Sarah se lança direct dans les bras d’Antoine, puis Maude vint les enlacer. Les deux pleuraient à chaudes larmes. Christophe restait en retrait, froid, cigarette aux lèvres.
— Tu voulais qu’on se voie, Rizzo. Ben on est là, lâcha-t-il sec.
Antoine se plaça au centre, sortit la brique de son sac. Christophe réagit le premier :
— Une brique ? Tu veux devenir maçon ? fit-il, ironique.
— Ben non, sans dessin. C’est la brique qu’ils ont garrochée dans la vitrine du café.
— T’as volé une preuve ? Câlisse, Antoine…, grogna Chris en avançant d’un pas.
Antoine recula d’un pas, leur montra la brique de plus près : « Memento Mori », gravé dessus. Son pouce cachait maladroitement un « Tony… ».
— Ça veut dire quoi, ça ? demanda Sarah, sourcil levé.
— Memento Mori, c’est du latin, répondit Maude. Vous écoutiez pas M. Sauvé, en histoire ?

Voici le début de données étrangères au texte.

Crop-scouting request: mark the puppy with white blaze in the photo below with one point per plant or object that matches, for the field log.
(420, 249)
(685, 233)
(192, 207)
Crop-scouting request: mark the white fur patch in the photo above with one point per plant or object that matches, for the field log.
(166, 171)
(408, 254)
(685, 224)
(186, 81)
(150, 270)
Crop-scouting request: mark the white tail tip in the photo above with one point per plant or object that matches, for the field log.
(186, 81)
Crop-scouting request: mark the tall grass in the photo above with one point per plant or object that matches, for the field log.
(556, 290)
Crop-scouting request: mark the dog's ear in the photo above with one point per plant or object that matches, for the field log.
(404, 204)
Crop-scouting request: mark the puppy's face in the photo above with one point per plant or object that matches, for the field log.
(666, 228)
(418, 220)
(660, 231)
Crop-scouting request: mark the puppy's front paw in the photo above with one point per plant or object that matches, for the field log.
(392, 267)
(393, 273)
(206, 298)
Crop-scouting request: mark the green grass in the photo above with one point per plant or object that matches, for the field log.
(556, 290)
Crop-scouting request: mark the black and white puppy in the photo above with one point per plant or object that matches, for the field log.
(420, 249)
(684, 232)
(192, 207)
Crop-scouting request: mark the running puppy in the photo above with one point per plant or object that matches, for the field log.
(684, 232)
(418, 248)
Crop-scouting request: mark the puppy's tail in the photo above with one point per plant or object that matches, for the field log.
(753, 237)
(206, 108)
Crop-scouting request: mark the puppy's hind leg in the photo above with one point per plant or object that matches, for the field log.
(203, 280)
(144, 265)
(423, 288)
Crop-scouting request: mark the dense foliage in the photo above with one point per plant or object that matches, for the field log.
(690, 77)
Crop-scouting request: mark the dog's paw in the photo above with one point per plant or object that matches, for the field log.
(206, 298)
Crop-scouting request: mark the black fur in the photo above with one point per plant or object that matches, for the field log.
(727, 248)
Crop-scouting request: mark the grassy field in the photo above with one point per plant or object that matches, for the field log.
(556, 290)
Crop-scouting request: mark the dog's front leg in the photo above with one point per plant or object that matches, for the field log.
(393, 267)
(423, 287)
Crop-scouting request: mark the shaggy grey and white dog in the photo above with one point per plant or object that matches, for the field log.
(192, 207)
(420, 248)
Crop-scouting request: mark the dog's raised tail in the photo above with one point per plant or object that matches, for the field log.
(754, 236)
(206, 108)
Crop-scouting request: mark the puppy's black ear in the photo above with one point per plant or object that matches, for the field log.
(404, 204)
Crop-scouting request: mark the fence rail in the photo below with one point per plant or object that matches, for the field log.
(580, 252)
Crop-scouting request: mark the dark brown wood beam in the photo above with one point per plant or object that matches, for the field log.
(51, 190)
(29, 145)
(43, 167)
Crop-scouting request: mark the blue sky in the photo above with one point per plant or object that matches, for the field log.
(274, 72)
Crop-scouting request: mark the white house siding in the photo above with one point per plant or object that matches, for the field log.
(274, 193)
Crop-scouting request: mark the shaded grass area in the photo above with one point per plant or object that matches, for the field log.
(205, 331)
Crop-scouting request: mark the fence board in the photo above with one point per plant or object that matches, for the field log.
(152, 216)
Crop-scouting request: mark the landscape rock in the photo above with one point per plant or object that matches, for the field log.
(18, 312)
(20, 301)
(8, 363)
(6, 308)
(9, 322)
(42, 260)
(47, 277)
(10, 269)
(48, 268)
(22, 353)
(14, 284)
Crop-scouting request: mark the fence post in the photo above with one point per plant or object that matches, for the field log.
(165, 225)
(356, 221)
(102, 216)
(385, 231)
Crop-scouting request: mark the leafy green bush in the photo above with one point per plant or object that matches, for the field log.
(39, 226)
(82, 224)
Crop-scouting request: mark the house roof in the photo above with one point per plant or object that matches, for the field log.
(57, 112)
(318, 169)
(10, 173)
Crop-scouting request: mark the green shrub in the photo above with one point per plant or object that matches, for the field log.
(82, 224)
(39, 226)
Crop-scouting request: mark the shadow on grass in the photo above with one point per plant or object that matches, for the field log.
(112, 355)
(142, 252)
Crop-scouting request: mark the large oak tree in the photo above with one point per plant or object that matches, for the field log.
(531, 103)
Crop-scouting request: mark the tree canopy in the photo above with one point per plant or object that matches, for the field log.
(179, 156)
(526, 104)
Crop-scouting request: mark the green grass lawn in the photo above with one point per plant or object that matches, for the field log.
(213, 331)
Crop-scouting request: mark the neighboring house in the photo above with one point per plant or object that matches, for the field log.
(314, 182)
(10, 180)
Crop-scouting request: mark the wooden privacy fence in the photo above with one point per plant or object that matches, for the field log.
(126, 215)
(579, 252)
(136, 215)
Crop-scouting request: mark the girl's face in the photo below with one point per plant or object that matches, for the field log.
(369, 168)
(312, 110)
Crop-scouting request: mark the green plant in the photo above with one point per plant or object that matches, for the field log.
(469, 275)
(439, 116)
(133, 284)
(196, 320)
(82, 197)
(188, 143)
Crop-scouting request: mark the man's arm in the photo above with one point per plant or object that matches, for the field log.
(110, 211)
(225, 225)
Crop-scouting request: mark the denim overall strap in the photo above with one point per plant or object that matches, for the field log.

Ils se regardèrent, désinvoltes, en se disant que ce cours-là était ben plate. Maude reprit :
— Ça vient de l’Antiquité Romaine. « Souviens-toi que tu vas mourir ». Grosso modo, c’est un rappel de la brièveté de la vie.
— Exact, intervint Antoine. Dans notre cas, c’est clair que c’était une menace.
— Qu’est-ce que ça a à voir avec nous autres ? grogna Christophe.
Antoine toisa Christophe, fit tourner la brique entre ses mains, ses doigts glissant sur la surface rugueuse. Le bruit des vagues pesait. Antoine se redressa :
— Vous pensez vraiment que les tireurs ne nous ont pas vus ? Arrêtez de jouer aux caves.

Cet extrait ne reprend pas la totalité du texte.